The papers come originally from a symposium entitled "Love, Marriage, and Transgression in Medieval and Early Modern Literature" which took place in May 2003. While the title of the volume suggests the integration of Early Modern Literature stemming out of a discussion of medieval literature, Elizabeth C. Zegura's essay on Marguerite de Navarre's Heptaméron seems the most thoroughly integrated into the issues brought up in previous essays dealing with medieval literature, focusing as it does on the "dialogic discourse on love" (356). Still I applaud Classen's maneuver to refuse to talk about this material in a medieval vacuum which only (further) ghettoizes medieval literature. More joint ventures in the future by medieval and early modern scholars are to be welcomed.

I will cite just a few of the essays that I found particularly stimulating. Virginie Greene's "The Knight, the Woman, and the Historian" provides a fascinating analysis of Georges Duby's career with special attention paid to his attempt to understand medieval women. "It seems that by forbidding historians to speak about medieval women, Duby triggered his own desire to do so" (49). Duby becomes obsessed by his own self prohibition. Greene's reading both honors Duby and teaches us how to learn from Duby's own intellectual evolution. Lynn Shutters's work on Floire et Blancheflor not only provides a convincing assessment of how "cultural negotiations" (108) concerning gender and religion take place, in particular complicating the conventional binary of Christian/masculine and non- Christine/feminine, but her extensive research allows other scholars to dig along in the same scholarly well.

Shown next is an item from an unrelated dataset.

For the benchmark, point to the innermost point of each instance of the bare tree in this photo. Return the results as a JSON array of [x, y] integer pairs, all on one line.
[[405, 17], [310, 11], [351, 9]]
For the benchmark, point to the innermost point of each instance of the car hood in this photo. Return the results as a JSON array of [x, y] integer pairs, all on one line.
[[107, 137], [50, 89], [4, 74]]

Two articles on Marie de France's "Lanval" will certainly alter how I will teach the work in the future. Karen Jambeck's analysis of legal and mythic discourse, along with her key reading of Ovid as rewritten by Marie, provides an intertextual reading allowing us to see how the lai comments on marriage conventions. Sharon Kinoshita's article uses postcolonial theory to read "Lanval" and "Milun," both Welsh lais, "as offering opposed visions of the colonial encounter" (148-9). Both smart readings, Jambeck's and Kinoshita's essays provide a valuable diptych for Marie scholars.

Suzanne Kocher's reading of Roman de la Violette is very good, though her insistence on using the anachronistic "gay" throughout the article was distracting. She cites John Boswell's Christianity, Social Tolerance and Homosexuality in a note (198, n. 5), but doesn't follow it up with even a brief mention of the criticism of that work. Still, her conclusion, "[T]he adventures are over, because the necessary condition for adventure is transgression" (210), is clever and suggestive. Penny Simons's essay on Joufroi de Poitiers has excellent notes guiding the reader to the appropriate and pertinent research.

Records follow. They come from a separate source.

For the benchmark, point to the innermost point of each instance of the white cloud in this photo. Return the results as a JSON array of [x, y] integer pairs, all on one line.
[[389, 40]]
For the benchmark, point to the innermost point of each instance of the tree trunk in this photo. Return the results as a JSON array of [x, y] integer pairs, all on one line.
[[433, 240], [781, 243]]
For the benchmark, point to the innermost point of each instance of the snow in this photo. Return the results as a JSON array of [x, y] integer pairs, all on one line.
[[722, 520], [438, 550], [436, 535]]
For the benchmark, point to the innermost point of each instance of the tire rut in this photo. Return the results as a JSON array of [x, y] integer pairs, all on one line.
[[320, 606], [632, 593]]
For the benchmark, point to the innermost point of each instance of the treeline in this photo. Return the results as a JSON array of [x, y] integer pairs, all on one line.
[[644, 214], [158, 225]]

James Rushing provides a finely nuanced close reading of Hartmann von Aue's Erec, focusing on uxoriousness as transgressive and linking the text to The Aeneid. Louise O. Vasvári is typically smart, highly theoretical yet comprehensible. Her concern is to looks at textual moments of wife-battering "to 'depoeticize' these texts in order to assess them from a feminist perspective." Like Rushing, she suggests that there existed a "deep anxiety in the Middle Ages and Renaissance about heterosexual love, which--rather than homosexuality --was seen as representing a threat to masculine identity" (326). Jean Jost's close reading of Chaucer's "The Manciple's Tale" is likewise thoroughly convincing.

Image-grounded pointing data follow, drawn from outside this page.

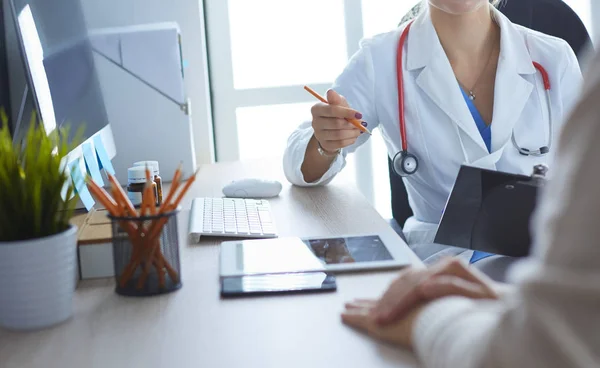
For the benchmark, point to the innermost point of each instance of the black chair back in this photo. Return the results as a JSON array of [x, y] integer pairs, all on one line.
[[552, 17]]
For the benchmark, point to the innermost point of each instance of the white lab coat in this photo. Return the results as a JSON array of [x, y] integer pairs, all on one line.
[[440, 129]]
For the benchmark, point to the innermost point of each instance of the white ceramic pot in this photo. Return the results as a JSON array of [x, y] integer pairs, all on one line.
[[37, 281]]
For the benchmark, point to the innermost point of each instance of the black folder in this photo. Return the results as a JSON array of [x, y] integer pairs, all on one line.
[[490, 211]]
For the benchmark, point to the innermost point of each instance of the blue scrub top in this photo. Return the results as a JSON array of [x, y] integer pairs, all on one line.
[[486, 133]]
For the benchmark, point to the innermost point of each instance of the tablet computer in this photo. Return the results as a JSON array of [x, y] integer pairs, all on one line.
[[344, 253]]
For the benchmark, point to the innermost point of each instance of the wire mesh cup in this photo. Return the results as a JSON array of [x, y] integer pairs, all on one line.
[[146, 254]]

A few minor errors: Why the small type for Jambeck's article? And b[sic]ell Hooks is referred to as Bell Hooks (335, n. 40). There are certain statements I take issue with, such as Classen's mention in the Introduction about an anonymous parody of "Unter den linden." "It would make more sense to analyze the literary strategy behind this parodic operation, which deliberately aims to provoke the reader, than to worry about the allegedly positive projection of violence against the female character" (17). An essay in his own volume by Vasvári offers us a way to disagree with this poeticizing of the poem. But perhaps this is what Classen would want. After all, like the courtly love material he argues is meant to provoke dialogically, so does his own volume, and it does so in an exceedingly smart way.